La chapelle, de plan en croix latine, est édifiée avec une nef unique, un transept et un chœur à abside heptagonale, voûtés sur croisées d’ogives. Son décor sculpté et ses vitraux en font un édifice remarquable, décrit en 1495 comme « sumptueusement édifié ». Le prieuré, entouré de prairies et de bâtiments conventuels, devient un centre religieux et économique majeur, possèdant des terres, des vignes et des droits seigneuriaux sur Corbeil et ses environs. Cependant, sa gestion est marquée par des crises, notamment au XIVe siècle, où la mortalité et une mauvaise administration réduisent ses revenus, nécessitant l’annexion de commanderies voisines comme Savigny-le-Temple.
Au fil des siècles, le prieuré subit des transformations et des déclin. En 1793, il est converti en poudrerie et la chapelle en usine à charbon, endommagée par des explosions. Sauvée par les protestations locales vers 1820, elle devient un lieu de stockage avant d’être restaurée et classée monument historique en 2007. Aujourd’hui, la chapelle, dernier vestige du prieuré, sert de lieu d’exposition temporaire, témoignant de son passé hospitalier et royal.

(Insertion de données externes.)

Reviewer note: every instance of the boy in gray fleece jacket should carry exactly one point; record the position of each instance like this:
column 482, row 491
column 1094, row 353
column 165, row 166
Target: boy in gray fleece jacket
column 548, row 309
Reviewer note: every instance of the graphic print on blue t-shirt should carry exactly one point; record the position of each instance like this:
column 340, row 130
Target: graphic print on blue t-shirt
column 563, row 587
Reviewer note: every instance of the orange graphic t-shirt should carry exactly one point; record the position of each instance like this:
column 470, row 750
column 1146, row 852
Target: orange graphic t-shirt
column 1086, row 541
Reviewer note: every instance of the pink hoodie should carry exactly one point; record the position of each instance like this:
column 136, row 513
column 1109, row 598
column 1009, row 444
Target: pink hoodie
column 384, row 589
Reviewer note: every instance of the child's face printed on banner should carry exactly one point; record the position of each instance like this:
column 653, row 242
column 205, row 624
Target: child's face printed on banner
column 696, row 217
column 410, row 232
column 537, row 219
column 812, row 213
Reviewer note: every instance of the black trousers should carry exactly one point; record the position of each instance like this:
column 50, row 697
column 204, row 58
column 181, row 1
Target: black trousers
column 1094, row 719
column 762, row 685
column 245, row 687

Les possessions du prieuré s’étendaient sur plus de 200 arpents de terres arables, des forêts (comme celle de Rougeau), et des droits de justice à Corbeil, Mormant et Vilbert. Ses revenus, estimés à 21 500 livres en 1783, provenaient aussi de commanderies rattachées comme Melun ou Tigery. La reine Ingeburge y joua un rôle central, y fondant un service perpétuel de messes pour les souverains défunts et y résidant avant sa mort. L’ordre de Saint-Jean de Jérusalem, après des conflits de gestion au XVIIe siècle, finit par rattacher le prieuré au trésorier général de l’Ordre en 1631.
L’architecture de la chapelle, bien que privées de sa flèche et de son toit d’origine, conserve des éléments gothiques précoces, comme ses lancettes et ses voûtes. Les procès-verbaux des XVe et XVIe siècles décrivent un intérieur riche, avec un tabernacle en ivoire, des chandeliers de cuivre et des fresques représentant l’Assomption. Ces détails, combinés à son histoire liée à la couronne de France et à l’ordre hospitalier, en font un monument emblématique du patrimoine médiéval francilien.